Je souhaite revenir, car j’ai été un peu rapide hier, sur ce qui est écrit dans l’annexe : « À l’exception des établissements parisiens, la capacité des établissements ne dépassera toutefois en aucun cas 850 places. » Cela signifie que l’on construira partout des établissements de 850 places, sauf en région parisienne où les centres atteindront 1 000, 2 000 ou 3 000 places et où l’on relèvera de 30 % le droit à bâtir et à enfermer, comme l’a annoncé dimanche soir le Président de la République !
La direction de l’administration pénitentiaire lit-elle les rapports du Contrôleur général des lieux de privation de liberté ou de l’Observatoire des prisons ? Écoute-t-elle les syndicats pénitentiaires ? Les gros établissements sont très difficiles à gérer, le nombre de suicides et d’agressions y est élevé.
Je l’ai souligné hier, vous n’appliquez pas la loi pénitentiaire, qui prévoyait que soient connus les taux de récidive, établissement par établissement. Il serait intéressant de connaître ces chiffres, même si je suis déjà quasiment certain que les établissements plus restreints fonctionnent beaucoup mieux que les gros.
Pourquoi revenir au gigantisme qui a tellement été critiqué ? Je pense, notamment, à Fleury-Mérogis. En agissant de la sorte, vous ne freinerez ni le nombre de suicides en prison ni le nombre d’agressions, et vous n’aiderez pas le personnel dans sa mission de garde, qui est aussi une mission d’insertion.
Bien entendu, le groupe socialiste suivra les préconisations de Mme la rapporteur.
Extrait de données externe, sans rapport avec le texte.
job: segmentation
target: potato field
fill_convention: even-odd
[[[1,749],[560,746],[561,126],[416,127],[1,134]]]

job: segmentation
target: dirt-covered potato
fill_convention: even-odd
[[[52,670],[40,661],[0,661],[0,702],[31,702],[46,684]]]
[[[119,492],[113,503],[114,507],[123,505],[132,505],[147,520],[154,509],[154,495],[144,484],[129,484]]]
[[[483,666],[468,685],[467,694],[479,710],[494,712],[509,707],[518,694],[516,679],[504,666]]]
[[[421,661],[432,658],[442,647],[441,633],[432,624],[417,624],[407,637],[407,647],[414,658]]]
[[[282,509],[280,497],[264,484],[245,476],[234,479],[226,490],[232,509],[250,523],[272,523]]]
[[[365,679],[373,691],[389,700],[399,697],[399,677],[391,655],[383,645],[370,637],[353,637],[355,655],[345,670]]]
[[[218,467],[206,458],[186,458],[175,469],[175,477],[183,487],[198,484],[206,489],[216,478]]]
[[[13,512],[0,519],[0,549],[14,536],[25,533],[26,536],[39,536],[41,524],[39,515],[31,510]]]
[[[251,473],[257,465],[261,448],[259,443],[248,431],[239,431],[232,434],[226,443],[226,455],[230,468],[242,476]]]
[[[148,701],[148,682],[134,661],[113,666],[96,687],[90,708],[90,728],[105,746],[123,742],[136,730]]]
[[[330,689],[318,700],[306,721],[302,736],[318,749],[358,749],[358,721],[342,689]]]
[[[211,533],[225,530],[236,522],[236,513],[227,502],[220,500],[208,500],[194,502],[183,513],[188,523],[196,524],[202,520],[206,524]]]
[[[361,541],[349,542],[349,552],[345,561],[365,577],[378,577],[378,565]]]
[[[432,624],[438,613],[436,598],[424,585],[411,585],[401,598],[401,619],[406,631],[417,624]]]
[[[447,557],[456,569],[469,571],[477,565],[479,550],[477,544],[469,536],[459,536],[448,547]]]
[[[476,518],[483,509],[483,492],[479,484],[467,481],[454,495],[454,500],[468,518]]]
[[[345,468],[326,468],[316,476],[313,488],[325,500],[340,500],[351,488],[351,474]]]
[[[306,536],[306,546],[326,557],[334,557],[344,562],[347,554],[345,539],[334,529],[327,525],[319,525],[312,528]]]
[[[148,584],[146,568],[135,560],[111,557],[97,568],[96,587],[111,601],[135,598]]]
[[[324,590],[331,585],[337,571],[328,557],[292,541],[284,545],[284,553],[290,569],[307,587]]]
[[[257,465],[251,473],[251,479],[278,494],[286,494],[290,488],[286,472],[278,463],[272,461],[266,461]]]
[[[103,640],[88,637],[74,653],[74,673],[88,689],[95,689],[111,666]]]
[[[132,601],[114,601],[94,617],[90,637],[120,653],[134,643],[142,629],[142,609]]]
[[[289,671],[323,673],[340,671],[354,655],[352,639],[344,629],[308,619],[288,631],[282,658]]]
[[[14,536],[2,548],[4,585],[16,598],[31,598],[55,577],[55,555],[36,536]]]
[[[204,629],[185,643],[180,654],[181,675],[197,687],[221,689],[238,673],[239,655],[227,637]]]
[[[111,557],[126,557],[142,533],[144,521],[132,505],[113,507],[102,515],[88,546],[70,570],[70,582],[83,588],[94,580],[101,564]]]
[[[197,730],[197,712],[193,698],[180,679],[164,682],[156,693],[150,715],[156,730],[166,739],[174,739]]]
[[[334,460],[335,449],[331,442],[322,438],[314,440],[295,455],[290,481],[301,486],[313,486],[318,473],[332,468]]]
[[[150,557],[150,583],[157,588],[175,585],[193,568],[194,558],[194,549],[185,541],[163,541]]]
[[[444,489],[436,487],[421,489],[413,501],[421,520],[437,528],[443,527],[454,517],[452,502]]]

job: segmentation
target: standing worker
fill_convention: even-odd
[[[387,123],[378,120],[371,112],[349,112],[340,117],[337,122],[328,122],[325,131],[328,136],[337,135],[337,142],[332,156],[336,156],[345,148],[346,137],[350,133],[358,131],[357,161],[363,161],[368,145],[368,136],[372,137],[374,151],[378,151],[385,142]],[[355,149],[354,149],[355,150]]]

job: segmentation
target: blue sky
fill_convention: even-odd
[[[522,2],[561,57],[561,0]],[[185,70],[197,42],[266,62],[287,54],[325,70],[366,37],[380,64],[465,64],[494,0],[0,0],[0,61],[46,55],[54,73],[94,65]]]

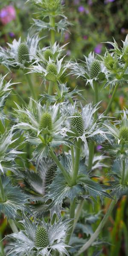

M. le président. La parole est à M. le garde des sceaux.
M. Michel Mercier, garde des sceaux. Au début de la discussion des articles et avant d’entrer dans les détails du texte, il est normal de se livrer à des déclarations de principe.
Jean-Pierre Michel sait parfaitement que je n’ai supprimé aucun petit établissement. Je les ai tous maintenus, même ceux dont la suppression était prévue, car j’ai jugé, pour les avoir visités, qu’il y régnait une certaine « convivialité » même si leur conception immobilière n’était pas forcément parfaite. Il n’y a pas que Mayotte, monsieur le sénateur, quand bien même je m’efforce, bien sûr, de trouver une solution pour les détenus, mais aussi pour les gardiens de Majicavo, que vous avez oublié d’évoquer hier !
Les détenus que j’ai rencontrés ont tous manifesté le désir de rester dans ces petites structures en raison du travail d’humanisation qui y est fait.
Quant aux grosses structures, ce qui compte c’est avant tout le type d’architecture choisi. Pour les futurs établissements, il nous faudra tirer les leçons des échecs passés. C’est moins le nombre de places qui est en cause que le type d’architecture. Si l’établissement est composé de cinq pavillons de 100 personnes, avec des arbres, ce n’est pas la même chose qu’un unique bâtiment de 500 personnes.
Voilà pourquoi nous avons prévu de renforcer le système conception-réalisation. L’idée est que l’administration pénitentiaire puisse mieux imposer les architectures les plus adaptées.
J’ai bien compris, monsieur Michel, en écoutant M. Sueur et en constatant que vous avez vous-même, de façon imagée, évoqué le taux de 30 %, que, depuis dimanche, les propositions du Président de la République font l’actualité ! (M. Jean-Pierre Michel s’esclaffe.) Certes, vous n’êtes pas forcément d’accord avec lui, mais vous venez de nous démontrer aujourd’hui, et j’en suis heureux, qu’il avait repris la main ! (Applaudissements sur les travées de l'UMP.)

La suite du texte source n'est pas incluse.